2. Use a VPN. Remarkably, VPNs are for more than circumventing social media blockers in your middle school cafeteria. Paywalls that track your IP address to determine how many free articles you can read a month don’t stand a chance against this classic bait and switch.
3. Plug the URL into the Wayback Machine. While this method won’t work for hard-hitting timely news, those “Contemporary Themed Reviews” and culture war think pieces may have been uploaded to this digital archive by some historically inclined Good Samaritan.
4. Convert the webpage to a PDF, either manually or with webtopdf.com. Once a man tried to flirt with me at a bar by promising me access to a New Yorker article using this method. Little did he know I only go home with subscribers.
5. Use your network. Password sharing isn’t just for streaming. Befriend other readers, members of the press, and members of elite institutions with access to NYT Cooking. Some offices have perks like free coffee or discounted gym memberships. Some will pay for your Atlantic subscription.
6. Similarly, your local library probably has access to various subscriptions, websites, magazines, and more. Plus, then you’ll be in a library! Maybe just go there anyway.
7. Try any combination of the following paywall disablers/adblockers/extensions: 12ft.io, Bypass Paywalls Clean, uBlock Origin ad blocker, Bardeen, and Unpaywall.
8. Search for the article in the Tor browser. Be warned: after I did this I was inundated with spam Facebook friend requests for months. But at least I got to read about the death of the ski resort.

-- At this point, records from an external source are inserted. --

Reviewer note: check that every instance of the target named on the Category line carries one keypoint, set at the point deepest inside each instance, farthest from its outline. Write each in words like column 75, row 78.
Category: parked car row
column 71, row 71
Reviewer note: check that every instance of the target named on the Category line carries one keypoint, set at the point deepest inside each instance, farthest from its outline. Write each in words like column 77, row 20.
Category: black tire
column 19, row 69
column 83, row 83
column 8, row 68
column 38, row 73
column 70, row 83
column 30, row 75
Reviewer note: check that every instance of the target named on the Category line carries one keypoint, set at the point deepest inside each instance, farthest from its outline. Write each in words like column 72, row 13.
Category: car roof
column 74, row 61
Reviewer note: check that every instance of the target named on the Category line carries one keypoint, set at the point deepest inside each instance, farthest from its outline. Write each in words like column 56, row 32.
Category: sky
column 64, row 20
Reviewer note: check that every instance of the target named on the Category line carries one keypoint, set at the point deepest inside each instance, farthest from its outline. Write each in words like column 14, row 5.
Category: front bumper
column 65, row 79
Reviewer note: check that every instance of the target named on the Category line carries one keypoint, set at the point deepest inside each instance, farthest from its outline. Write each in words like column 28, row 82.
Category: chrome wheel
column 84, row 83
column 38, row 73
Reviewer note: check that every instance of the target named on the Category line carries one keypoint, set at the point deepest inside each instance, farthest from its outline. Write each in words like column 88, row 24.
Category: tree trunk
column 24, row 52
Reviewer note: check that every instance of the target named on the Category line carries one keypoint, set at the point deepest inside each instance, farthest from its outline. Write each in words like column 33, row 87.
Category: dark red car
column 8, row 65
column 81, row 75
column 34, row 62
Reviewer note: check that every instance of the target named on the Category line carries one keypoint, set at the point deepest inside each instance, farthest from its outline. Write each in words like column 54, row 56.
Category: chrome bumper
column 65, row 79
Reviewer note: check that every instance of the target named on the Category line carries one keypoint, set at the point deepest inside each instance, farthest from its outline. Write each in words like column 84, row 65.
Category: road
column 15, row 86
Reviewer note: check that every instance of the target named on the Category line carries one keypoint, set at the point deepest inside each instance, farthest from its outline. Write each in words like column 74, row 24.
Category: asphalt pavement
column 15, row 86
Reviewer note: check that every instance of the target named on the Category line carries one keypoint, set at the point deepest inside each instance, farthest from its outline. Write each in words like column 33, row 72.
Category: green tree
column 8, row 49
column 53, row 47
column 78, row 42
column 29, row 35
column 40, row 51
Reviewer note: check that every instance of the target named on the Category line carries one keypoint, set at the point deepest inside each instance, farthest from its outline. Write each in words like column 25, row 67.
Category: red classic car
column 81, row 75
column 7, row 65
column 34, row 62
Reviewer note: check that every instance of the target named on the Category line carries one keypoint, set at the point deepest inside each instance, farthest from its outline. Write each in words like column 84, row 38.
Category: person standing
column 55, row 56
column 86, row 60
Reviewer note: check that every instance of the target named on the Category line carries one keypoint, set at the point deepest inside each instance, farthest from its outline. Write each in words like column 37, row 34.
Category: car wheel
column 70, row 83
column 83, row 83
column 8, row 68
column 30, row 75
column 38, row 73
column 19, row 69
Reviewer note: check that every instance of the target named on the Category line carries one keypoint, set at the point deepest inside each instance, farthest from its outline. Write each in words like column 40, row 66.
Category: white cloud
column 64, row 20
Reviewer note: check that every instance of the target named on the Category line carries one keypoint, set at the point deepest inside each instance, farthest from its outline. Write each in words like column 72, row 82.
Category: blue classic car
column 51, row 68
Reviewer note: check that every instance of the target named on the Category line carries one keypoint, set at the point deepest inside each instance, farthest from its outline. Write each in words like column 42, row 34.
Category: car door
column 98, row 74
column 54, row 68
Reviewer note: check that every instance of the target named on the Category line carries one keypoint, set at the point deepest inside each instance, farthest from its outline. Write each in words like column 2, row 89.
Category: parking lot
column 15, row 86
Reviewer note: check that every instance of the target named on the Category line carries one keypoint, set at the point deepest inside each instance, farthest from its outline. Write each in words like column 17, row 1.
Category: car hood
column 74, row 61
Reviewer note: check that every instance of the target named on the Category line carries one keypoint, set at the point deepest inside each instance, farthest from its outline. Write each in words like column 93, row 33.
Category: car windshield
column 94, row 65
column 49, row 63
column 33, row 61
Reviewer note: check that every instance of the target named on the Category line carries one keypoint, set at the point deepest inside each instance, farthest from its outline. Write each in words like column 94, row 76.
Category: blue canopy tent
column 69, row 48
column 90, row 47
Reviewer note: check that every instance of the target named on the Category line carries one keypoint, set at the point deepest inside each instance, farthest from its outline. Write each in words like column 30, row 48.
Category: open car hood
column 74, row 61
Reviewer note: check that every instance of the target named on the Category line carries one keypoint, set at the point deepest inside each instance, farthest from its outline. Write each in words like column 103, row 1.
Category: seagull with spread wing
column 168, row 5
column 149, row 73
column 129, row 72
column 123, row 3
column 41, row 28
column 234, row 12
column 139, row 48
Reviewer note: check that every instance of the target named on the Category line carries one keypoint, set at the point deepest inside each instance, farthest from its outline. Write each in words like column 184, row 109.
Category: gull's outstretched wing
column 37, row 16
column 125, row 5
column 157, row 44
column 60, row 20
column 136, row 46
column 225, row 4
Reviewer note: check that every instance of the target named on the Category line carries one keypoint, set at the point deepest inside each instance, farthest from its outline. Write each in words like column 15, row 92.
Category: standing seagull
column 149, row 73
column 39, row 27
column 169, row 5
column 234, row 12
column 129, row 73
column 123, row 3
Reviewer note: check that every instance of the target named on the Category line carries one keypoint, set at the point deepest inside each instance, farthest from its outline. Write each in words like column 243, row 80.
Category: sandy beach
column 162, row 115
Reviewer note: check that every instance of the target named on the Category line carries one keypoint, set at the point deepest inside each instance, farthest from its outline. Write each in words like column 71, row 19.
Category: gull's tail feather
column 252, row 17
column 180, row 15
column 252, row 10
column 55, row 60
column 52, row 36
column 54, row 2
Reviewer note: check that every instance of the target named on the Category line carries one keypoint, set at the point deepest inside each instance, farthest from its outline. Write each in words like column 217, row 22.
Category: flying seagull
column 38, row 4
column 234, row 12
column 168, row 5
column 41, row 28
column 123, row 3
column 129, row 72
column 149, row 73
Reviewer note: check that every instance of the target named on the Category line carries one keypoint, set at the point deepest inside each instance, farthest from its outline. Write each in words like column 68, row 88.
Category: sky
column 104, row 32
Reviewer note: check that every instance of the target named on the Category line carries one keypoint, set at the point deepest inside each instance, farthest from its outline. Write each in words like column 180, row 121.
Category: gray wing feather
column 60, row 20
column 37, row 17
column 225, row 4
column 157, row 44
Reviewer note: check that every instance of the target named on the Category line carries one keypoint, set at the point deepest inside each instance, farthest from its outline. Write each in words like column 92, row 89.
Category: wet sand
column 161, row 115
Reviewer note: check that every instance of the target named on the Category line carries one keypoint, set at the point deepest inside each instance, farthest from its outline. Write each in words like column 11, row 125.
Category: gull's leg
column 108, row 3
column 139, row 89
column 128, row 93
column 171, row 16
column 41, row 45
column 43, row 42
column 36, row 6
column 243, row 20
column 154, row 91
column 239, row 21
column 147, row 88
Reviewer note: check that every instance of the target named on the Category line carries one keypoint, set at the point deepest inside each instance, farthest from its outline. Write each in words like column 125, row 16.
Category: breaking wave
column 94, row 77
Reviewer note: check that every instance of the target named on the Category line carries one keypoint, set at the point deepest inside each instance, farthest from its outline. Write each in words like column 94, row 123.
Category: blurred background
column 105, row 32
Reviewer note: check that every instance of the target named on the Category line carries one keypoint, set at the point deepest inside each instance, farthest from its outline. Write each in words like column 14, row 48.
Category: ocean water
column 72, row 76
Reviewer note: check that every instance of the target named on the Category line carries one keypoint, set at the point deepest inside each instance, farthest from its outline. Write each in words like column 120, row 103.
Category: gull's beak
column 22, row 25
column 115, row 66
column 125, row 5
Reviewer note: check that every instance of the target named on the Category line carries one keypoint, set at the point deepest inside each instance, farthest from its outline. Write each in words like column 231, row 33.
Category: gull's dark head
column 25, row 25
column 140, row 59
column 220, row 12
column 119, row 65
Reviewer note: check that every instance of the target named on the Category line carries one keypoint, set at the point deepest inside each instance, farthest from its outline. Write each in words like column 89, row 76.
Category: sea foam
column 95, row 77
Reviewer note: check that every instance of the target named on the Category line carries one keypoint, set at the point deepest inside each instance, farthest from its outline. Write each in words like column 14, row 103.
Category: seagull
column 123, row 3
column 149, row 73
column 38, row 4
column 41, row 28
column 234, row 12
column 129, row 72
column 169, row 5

9. Still, Facebook may be good for one thing: use the Facebook URL for your article of choice. Whenever I went on Facebook to reject a spam friend request, I’d inevitably stumble upon an enticing-looking link that would then redirect me to a paywalled piece I could not open. But in that liminal space, the window that reads http://facebook.com/l.php?u=LINK, a world of un-paywalled possibility waits.

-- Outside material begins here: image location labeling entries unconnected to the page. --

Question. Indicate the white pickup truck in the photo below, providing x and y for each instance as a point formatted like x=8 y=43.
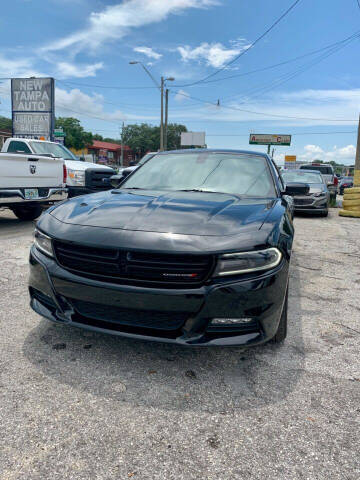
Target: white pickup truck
x=82 y=177
x=30 y=182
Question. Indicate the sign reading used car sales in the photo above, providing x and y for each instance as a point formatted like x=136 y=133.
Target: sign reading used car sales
x=265 y=139
x=32 y=101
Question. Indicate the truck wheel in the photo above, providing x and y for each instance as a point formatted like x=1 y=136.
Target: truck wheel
x=28 y=213
x=281 y=333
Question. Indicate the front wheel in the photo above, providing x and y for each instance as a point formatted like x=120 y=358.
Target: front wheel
x=28 y=213
x=281 y=332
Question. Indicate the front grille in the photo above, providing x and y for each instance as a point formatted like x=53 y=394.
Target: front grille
x=94 y=178
x=129 y=317
x=42 y=191
x=128 y=267
x=303 y=201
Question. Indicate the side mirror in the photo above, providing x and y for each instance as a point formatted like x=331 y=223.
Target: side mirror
x=294 y=189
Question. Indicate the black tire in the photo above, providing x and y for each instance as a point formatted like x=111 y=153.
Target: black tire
x=28 y=213
x=281 y=333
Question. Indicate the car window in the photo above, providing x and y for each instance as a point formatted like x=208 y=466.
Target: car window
x=18 y=147
x=53 y=149
x=302 y=177
x=236 y=173
x=278 y=175
x=319 y=168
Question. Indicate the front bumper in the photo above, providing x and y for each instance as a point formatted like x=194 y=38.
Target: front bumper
x=309 y=203
x=180 y=316
x=10 y=196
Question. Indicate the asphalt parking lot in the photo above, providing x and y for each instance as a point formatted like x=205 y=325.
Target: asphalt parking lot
x=80 y=405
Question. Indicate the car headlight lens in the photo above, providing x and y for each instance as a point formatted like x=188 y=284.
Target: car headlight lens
x=77 y=176
x=43 y=243
x=247 y=262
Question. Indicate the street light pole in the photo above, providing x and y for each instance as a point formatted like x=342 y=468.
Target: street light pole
x=166 y=117
x=357 y=160
x=162 y=116
x=122 y=146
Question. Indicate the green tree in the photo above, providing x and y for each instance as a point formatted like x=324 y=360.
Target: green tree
x=144 y=137
x=5 y=123
x=75 y=135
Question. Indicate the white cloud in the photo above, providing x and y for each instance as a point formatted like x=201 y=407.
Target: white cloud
x=149 y=52
x=77 y=104
x=115 y=21
x=181 y=96
x=344 y=154
x=71 y=70
x=20 y=67
x=215 y=54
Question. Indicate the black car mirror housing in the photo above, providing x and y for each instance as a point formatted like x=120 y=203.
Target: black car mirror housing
x=297 y=189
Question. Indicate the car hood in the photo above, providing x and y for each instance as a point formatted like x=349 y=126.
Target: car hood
x=317 y=188
x=74 y=165
x=189 y=213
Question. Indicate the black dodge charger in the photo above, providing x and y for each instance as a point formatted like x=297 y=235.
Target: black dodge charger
x=193 y=248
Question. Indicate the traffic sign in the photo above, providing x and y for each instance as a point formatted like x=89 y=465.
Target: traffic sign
x=265 y=139
x=59 y=132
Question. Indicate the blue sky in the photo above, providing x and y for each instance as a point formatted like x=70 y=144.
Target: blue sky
x=87 y=45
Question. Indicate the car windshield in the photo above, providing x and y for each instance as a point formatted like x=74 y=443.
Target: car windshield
x=145 y=158
x=232 y=173
x=302 y=177
x=320 y=168
x=54 y=149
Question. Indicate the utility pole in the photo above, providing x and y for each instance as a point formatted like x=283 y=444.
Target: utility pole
x=351 y=201
x=357 y=160
x=162 y=115
x=161 y=88
x=166 y=117
x=122 y=147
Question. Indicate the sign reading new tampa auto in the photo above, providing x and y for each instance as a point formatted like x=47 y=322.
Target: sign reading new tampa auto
x=33 y=113
x=264 y=139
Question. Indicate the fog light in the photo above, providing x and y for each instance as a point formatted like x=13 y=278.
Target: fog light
x=230 y=321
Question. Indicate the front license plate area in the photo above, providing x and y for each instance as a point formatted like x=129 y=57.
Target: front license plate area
x=31 y=193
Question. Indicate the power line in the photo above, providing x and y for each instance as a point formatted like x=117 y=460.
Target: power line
x=290 y=75
x=107 y=86
x=293 y=5
x=293 y=134
x=258 y=70
x=267 y=114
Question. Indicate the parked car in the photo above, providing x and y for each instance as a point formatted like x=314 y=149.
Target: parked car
x=345 y=182
x=83 y=177
x=317 y=199
x=116 y=179
x=29 y=183
x=328 y=173
x=193 y=248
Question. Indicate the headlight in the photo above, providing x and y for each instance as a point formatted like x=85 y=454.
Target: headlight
x=43 y=243
x=77 y=176
x=247 y=262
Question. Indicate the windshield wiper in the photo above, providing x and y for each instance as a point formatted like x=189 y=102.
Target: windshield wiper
x=196 y=190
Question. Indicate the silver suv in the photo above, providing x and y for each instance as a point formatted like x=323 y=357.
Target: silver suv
x=328 y=174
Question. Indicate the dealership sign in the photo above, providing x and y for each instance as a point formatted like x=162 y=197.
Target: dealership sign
x=195 y=139
x=33 y=107
x=264 y=139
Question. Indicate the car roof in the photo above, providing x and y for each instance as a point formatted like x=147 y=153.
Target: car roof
x=298 y=170
x=215 y=150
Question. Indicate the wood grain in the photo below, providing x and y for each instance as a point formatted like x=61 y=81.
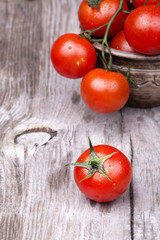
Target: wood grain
x=44 y=125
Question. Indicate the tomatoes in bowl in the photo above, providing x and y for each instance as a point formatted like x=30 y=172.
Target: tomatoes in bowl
x=142 y=29
x=91 y=18
x=102 y=173
x=104 y=91
x=73 y=56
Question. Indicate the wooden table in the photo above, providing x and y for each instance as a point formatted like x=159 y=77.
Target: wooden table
x=45 y=124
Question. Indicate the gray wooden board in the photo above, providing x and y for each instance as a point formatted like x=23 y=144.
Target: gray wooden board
x=45 y=124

10. If you want to feel more technologically savvy after using Facebook, right-click and edit a few webpage elements via the “Inspect” button and refresh. This method has the added benefit of feeling like real hacking.
11. Clear your cookies. I don’t really know what that means but it can’t hurt to try.
12. Finally, the least conventional but perhaps most effective method: just ask. On the other side of the electronic bouncer is a person who probably would be ecstatic for you to read their work. Email them.